Un lieu à taille humaine propice au bonheur
d’exister
- L’espace du jardin est
associé au bonheur et à l’harmonie pouvant exister dans un monde à taille
humaine, dont les limites sont discernables. Sa cosmovision répond au besoin
essentiel de l’homme de pouvoir se situer dans le monde et de connaître son
espace de vie, de participer à la vie qui s’y déploie en jardinant et
cultivant. Le jardin est par excellence l’espace limité qui permet à l’homme de
ressentir l’écosystème qui l’entoure et d’éprouver son action, visible et
concrète, sur le monde. Dans presque toutes les langues, les étymons du mot
signifiant « jardin » sont liés à l’idée de clôture ou de
frontière ; ainsi, le mot paradis vient du grec paradeisos qui
désigne un « jardin » ou un « verger », et qui dérive du
persan paridaiza, qui signifiait « verger entouré d’ un mur le protégeant des
vents chauds » (J.Delumeau).
- Lieu de repos, dont
l’unité et les proportions à sa mesure apaisent l’humain qui l’occupe, le
jardin est propice au bonheur humain éprouvé quand « tout est à sa
place ». Il n’est pas étonnant que le jardin ait été associé à travers les
cultures à l’amour de la nature et au plaisir d’en prendre soin, au bonheur d’exister
et à la culture de soi- physiquement, moralement et intellectuellement- et de
la société humaine, le jardin étant terreau de civilisation.

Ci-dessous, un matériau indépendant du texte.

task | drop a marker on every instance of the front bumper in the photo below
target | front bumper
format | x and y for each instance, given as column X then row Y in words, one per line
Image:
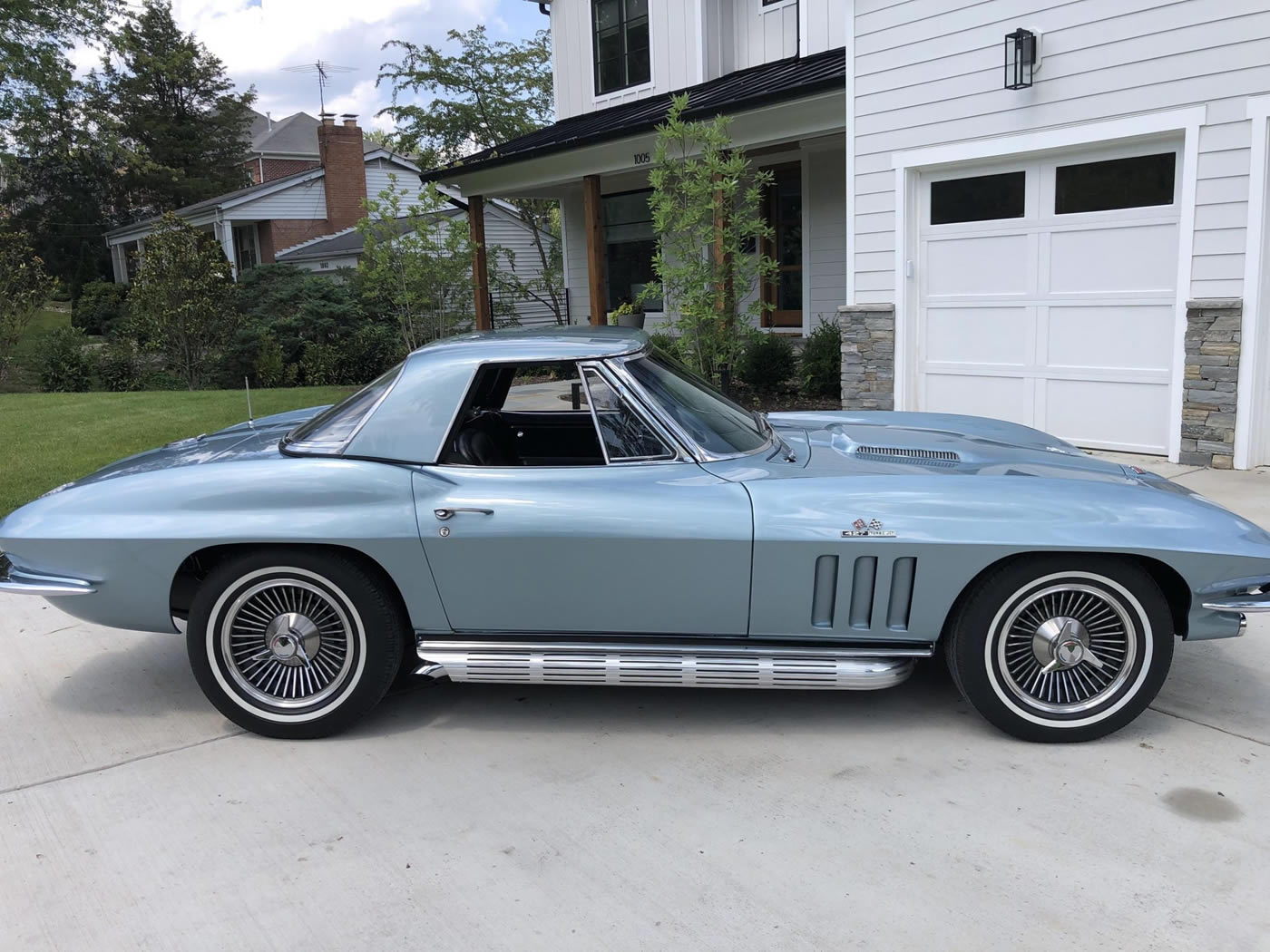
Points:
column 16, row 580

Culture du sol, culture du soi
- Le jardin forme un
univers paisible et clos propice à la contemplation et à la réflexion. Cela n’a
pas échappé aux écoles philosophiques de la Grèce antique, comme l’Académie de
Platon , située sur un domaine à la marge d’Athènes et construit de portiques
et de jardins ; Platon écrivit d’ailleurs qu’un philosophe doit se réfugier
derrière un mur pour penser. Avant lui, Socrate avait souvent affirmé que l’âme
humaine doit être jardinée et cultivée comme le sol.
- Quant à Epicure, il se
mit d’abord à cultiver son jardin à Athènes, espace qui devint en 306 av J.C la
3e école grecque permanente de philosophie, après l’Académie de Platon et le
lycée fondé par Socrate ; on l’appelait à l’époque « le
Jardin ». La culture de soi, élément essentiel de l’épicurisme, est
étroitement comparée à la culture du jardin qui demande un effort constant pour
maintenir l’ordre et la vie contre les forces du désordre et de la mort.
- Epicure fonda son jardin
pour ouvrir un espace de sensibilité et de pensée propice au bonheur que la
société de son époque ne lui permettait plus de trouver ; il voulait son jardin
propice à l’épanouissement des vertus humaines écrasées dehors, notamment les
qualités de patience, de reconnaissance et d’espoir. Dans son ouvrage Jardins.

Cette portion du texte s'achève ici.